Chris Howell?Oberlin, Ohio, Jan. 4, 2011
The writer is a professor of politics at Oberlin College.
To the Editor:
Your article about efforts to curb government workers’ salaries and pension benefits made me think about our general economic “race to the bottom.”
Rather than get angry and dismantle the remaining decent-paying jobs with earned pensions, why not question why these same benefits are becoming a rarity in the private sector?
With the last 20 years of economic gains going to a sliver at the top, we now focus on beating up the remaining solid middle-class workers who actually possess what we all have been working for: a decent standard of living.
Elizabeth Angyal? Chicago, Jan. 4, 2011
To the Editor:
We are getting punch-drunk from vitriolic arguments about unionized government workers destroying the economy. Three points:
(1) Government workers tend to be better educated and more skilled than the general labor force, and correcting for these factors results in the startling news that government workers are actually paid 4 percent less than comparable private-sector workers, according to the Center for Economic Policy Research.
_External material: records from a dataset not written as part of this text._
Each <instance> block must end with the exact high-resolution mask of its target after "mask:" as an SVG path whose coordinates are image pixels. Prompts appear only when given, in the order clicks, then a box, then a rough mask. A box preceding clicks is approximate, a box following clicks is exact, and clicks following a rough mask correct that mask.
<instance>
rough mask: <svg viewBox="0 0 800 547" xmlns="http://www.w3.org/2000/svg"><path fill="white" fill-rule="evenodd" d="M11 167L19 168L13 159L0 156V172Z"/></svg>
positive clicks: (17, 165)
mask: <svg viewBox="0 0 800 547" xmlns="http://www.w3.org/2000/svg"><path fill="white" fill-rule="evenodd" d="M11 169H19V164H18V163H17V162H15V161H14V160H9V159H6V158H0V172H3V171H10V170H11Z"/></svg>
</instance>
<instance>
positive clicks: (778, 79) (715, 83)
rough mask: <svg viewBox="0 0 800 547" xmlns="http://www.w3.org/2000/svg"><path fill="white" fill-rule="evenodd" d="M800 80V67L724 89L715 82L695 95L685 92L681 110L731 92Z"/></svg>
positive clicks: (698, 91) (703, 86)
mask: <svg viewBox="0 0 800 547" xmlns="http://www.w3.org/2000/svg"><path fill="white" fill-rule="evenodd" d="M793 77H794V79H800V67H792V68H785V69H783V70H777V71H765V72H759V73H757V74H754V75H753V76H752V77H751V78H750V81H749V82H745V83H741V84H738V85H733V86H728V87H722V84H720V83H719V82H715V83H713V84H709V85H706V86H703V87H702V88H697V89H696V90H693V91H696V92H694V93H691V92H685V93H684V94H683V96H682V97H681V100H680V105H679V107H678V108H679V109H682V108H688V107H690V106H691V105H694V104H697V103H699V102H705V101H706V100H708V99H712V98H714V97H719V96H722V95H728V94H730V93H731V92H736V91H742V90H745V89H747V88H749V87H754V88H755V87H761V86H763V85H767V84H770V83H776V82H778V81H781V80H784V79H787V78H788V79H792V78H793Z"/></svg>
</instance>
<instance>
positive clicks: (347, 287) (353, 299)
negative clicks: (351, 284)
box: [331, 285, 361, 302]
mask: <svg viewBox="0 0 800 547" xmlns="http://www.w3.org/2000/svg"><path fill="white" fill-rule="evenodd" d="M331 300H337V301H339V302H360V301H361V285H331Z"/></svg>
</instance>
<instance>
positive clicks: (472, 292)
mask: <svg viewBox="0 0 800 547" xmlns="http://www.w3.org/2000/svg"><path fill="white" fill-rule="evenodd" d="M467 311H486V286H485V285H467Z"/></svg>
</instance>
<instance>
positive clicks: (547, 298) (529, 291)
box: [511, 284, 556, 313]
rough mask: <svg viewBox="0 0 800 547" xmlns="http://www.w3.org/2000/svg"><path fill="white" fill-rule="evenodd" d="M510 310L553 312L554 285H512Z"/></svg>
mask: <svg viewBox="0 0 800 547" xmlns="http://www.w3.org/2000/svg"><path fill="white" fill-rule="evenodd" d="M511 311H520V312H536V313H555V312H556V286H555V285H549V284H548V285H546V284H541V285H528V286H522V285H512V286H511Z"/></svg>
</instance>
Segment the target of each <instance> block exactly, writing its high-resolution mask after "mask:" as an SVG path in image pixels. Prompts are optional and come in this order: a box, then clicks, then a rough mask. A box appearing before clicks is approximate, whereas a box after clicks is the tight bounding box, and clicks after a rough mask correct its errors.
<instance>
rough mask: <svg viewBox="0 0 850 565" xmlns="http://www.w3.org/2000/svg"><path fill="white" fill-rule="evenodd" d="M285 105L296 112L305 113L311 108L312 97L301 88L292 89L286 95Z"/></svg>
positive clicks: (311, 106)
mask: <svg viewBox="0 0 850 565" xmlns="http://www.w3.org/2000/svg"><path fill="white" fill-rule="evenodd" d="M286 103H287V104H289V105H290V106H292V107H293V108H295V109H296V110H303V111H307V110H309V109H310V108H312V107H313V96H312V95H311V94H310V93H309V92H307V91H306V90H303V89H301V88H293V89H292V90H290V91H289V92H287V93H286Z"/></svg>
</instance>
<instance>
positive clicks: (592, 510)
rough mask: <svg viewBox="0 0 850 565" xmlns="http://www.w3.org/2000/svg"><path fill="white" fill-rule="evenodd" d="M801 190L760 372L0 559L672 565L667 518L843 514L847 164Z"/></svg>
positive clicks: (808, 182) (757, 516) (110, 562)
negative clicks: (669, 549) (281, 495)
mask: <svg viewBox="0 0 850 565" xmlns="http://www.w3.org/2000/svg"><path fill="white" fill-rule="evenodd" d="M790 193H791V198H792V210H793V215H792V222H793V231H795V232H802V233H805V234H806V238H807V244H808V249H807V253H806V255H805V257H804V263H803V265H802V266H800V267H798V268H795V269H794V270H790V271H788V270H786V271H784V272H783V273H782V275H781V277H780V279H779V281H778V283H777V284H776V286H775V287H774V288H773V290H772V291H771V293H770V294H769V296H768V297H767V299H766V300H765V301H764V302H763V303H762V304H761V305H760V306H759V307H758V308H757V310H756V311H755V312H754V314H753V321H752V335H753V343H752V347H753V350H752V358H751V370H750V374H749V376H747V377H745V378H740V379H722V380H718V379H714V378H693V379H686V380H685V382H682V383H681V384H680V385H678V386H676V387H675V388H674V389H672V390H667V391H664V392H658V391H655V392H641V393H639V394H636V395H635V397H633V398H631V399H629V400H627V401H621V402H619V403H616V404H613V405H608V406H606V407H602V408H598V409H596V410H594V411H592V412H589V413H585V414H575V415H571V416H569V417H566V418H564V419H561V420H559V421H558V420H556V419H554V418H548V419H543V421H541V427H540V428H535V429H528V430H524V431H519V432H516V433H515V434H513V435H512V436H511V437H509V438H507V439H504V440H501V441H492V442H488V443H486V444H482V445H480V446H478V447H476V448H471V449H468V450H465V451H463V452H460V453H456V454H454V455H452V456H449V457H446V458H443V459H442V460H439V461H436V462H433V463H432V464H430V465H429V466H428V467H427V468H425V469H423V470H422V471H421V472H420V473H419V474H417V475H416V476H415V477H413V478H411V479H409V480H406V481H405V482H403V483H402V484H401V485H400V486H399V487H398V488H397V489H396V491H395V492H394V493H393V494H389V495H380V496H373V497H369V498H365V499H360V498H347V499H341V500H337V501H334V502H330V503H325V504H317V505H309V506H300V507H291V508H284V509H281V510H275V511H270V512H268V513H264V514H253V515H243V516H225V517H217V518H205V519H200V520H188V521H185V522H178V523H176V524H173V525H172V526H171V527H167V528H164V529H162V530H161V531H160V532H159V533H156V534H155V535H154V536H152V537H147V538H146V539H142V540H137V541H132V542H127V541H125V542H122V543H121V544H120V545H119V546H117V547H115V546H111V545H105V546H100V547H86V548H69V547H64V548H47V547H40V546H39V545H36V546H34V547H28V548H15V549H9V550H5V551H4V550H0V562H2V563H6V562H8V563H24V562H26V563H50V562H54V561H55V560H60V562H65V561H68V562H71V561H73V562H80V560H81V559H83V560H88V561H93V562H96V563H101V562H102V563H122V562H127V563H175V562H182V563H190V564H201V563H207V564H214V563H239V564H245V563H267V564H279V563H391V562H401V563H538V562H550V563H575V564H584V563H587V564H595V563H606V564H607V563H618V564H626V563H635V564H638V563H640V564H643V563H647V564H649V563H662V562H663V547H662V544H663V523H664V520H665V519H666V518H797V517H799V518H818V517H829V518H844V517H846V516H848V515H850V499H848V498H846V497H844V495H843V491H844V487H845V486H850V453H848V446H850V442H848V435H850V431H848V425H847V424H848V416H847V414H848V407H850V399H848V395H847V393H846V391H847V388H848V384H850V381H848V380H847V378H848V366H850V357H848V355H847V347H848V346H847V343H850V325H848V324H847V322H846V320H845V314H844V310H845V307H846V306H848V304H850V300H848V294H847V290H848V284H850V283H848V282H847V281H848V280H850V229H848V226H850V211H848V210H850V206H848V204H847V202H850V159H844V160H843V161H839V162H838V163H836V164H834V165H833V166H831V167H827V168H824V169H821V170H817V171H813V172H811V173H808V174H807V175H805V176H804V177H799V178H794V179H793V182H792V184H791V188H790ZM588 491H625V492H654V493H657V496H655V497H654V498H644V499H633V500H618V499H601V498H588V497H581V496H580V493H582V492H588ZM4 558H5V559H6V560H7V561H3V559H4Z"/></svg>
(2) Current pensions and wages were negotiated in good faith by unions and public-sector employers, commitments were made and now these workers suddenly find themselves unfairly blamed for a financial meltdown caused by (unpunished and unaccountable) actors in the private sector.
(3) Government workers are taxpayers and voters, and they have every right to speak collectively through their unions in debates over their work lives and public policy. There is an employment system where workers are forbidden to demand fair conditions or compensation, and where employers control everything. It’s called slavery.
Sally M. Alvarez?New York, Jan. 4, 2011
The writer teaches labor relations in the School of Industrial and Labor Relations at Cornell, Extension Division.